Die wohl mit Abstand schönste, aber auch stromhungrigste App. Sie ist Schrittzähler und Location Tracker in einem und verbindet so den Geolocation-Aspekt mit dem Quantified-Self-Aspekt. Sie zeichnet nicht nur auf, wann man wo ist, sondern auch, wieviel und auf welche Weise man sich bewegt. Abgerundet wird sie mit einer Foursquare-Anbindung, die zuverlässige Bezeichnungen für Orte liefert, an denen man sich aufhält. Außerdem wird eine API zur Verfügung gestellt.

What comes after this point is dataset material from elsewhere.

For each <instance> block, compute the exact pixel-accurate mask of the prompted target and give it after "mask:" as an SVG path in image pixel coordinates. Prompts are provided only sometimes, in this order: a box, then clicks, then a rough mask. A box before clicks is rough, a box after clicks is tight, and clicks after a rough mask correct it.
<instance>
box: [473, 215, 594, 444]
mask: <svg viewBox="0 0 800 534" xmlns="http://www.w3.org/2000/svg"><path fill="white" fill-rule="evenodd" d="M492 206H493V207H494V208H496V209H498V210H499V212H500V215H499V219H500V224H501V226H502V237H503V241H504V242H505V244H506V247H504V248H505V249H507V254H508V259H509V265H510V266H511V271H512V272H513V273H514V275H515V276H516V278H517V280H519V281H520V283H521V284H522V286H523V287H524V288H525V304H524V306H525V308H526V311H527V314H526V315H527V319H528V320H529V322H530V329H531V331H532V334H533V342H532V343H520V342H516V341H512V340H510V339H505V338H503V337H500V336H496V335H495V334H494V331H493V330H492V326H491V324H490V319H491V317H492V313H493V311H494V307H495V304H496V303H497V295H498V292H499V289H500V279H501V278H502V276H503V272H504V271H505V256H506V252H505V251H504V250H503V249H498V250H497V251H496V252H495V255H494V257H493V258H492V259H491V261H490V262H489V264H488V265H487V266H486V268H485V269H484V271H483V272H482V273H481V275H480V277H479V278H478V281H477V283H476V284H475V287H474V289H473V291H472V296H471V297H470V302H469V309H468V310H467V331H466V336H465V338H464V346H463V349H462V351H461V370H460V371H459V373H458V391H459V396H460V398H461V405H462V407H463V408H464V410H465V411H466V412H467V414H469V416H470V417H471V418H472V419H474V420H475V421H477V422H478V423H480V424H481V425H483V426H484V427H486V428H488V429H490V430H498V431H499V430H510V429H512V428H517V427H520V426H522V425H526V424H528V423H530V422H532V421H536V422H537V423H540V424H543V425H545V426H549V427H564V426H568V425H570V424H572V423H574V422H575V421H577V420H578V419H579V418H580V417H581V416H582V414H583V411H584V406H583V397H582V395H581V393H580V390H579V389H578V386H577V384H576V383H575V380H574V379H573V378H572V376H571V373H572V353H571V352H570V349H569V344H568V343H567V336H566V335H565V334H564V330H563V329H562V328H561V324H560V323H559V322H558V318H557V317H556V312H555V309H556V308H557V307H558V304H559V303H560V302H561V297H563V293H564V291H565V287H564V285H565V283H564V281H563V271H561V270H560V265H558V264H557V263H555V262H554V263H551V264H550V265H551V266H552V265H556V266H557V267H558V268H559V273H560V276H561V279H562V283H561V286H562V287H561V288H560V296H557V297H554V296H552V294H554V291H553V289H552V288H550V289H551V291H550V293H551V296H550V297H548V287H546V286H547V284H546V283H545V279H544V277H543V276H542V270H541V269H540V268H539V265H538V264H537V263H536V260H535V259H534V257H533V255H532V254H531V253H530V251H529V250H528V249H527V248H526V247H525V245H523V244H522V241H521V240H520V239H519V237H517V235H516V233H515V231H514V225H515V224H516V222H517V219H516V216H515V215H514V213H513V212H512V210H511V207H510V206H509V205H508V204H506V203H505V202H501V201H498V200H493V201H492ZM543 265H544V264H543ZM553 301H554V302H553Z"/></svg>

Unter iOS 7 funktioniert Moves derzeit leider noch nicht, jedoch dürfte sich dies mit einem Update zur Veröffentlichung von iOS 7 vermutlich erledigt haben.
Moves (iOS)

Schlusswort

Natürlich sollte jeder selbst entscheiden, ob überhaupt – und wenn ja, wem er seine Location freigibt. Unbedarften Smartphone-Nutzern die Funktion einfach anzuschalten, ist einfach nur böse. Zumal die meisten wohl, wenn sie sich etwas mit der Thematik auseinandersetzen, selbst darauf kommen, wie praktisch diese Aufzeichnung und Freigabe sein kann und in welch wunderbarer Zeit wir leben, dass wir solche Technologie zur Verfügung haben.